War die Auszeichnung Obamas mindestens unglücklich, war die Verleihung des Nobelpreises an die Europäische Union 2012 peinlich. Historisch kann man dem europäischen Einigungsprozess zugutehalten, Westeuropa einen historisch unfassbar langen Frieden von bisher fast 70 Jahren beschert zu haben. Mehr aber auch nicht, dafür stehen allein die Kriege im ehemaligen Jugoslawien. Das Grenzregime der EU hingegen ist alles, nur nicht preisverdächtig. Flüchtlinge werden gezwungen, in überfüllten Booten den Weg über das Mittelmeer zu nehmen, wobei jedes Jahr Tausende ertrinken. Die, die es dann doch bis Europa schaffen, müssen meist ein Leben in unwürdigen Verhältnissen fristen. Ein augenscheinliches Beispiel hierfür ist die Ende September von der Stadt Köln angekündigte akute Notfallmaßnahme zur Unterbringung von Flüchtlingen: In einem ehemaligen Praktiker-Baumarkt in Porz-Eil sollen künftig 200 Personen in einer riesigen Halle ihr Dasein fristen.
Und wer war noch gleich Preisträger 2013? Ach, ja, die Organisation für das Verbot chemischer Waffen (OPCW). Ohne ihre Arbeit schmälern zu wollen, weckte diese Kür eher den Eindruck, ein Feigenblatt für die unrühmliche Rolle des Westens im Syrischen Bürgerkrieg zu sein. Auch, weil nicht gesichert ist, dass Baschar al-Assad tatsächlich alle Chemiewaffen zur Vernichtung rausgerückt hat.
Und 2014? Ließ man die ganz großen Namen links liegen und richtete den Fokus auf die Rechte von Kindern und Jugendlichen, deren problematische Situation vor dem Hintergrund der blutigen Konflikte in Vergessenheit geriet. Die Auszeichnung wird der Pakistanerin Malala Yousafzai und dem Inder Kailash Satyarthi die nötige internationale Aufmerksamkeit sichern. Dass die Ausgezeichneten auch noch Träger der Zivilgesellschaften in ihren verfeindeten Heimatländern Pakistan und Indien sind, lässt sich als friedenspolitisches Signal begrüßen.
Für den Westen ist diese Preisverleihung aber eine Wohlfühlentscheidung, das Problem ungleicher Bildungschancen wurde outgesourct. Bequem können wir uns zurücklehnen, das Problem findet ja woanders statt. Dennoch sind Yousafazai und Satyarthi verdiente Preisträger. Yousafzai, weil sie als junges Mädchen den Taliban im wahrsten Sinne des Wortes die Stirn bietet – ein Taliban schoss ihr in den Kopf, weil sie Bildung auch für Mädchen fordert. Seitdem lebt sie im britischen Birmingham, wo sie erfolgreich therapiert wurde. Satyarthi befreite bis heute annähernd 80.000 Kindersklaven aus indischen Teppichmanufakturen. 1994 wurde er dafür bereits mit dem Aachener Friedenspreis ausgezeichnet.

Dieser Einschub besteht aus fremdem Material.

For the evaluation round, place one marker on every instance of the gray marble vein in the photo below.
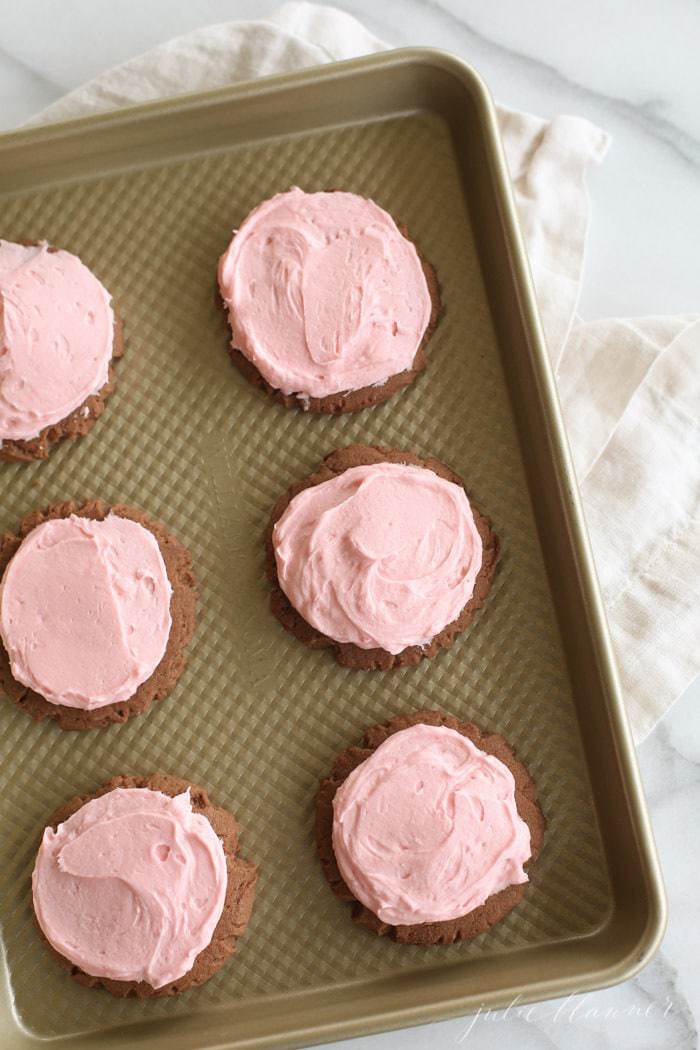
(592, 60)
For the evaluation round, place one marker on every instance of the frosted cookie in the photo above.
(59, 338)
(380, 555)
(330, 303)
(428, 828)
(139, 887)
(97, 608)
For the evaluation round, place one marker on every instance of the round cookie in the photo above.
(349, 654)
(239, 891)
(367, 394)
(80, 419)
(178, 566)
(499, 904)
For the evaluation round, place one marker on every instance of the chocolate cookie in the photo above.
(496, 906)
(239, 894)
(78, 423)
(178, 566)
(353, 400)
(346, 653)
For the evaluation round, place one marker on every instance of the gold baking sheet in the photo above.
(148, 200)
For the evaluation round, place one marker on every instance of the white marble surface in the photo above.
(631, 66)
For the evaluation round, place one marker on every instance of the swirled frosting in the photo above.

Konflikte in den wohlhabenden Gesellschaften werden so ausgespart. Das Komitee verharrt in einem westlichen Blickwinkel, der Probleme vor allem gerne woanders sieht. Bei einer Entscheidung für Edward Snowden hätte der Westen anders dagestanden. Preisträger Obama hätte dann Preisträger Snowden jagen müssen – eine schöne Ironie des Schicksals. Aber auch für Russland, das dem Ex-NSA-Mitarbeiter Asyl gewährt, um den USA eins auszuwischen, wäre ein solches Votum und die damit verbundene Aufmerksamkeit für den Preisträger mindestens ärgerlich gewesen.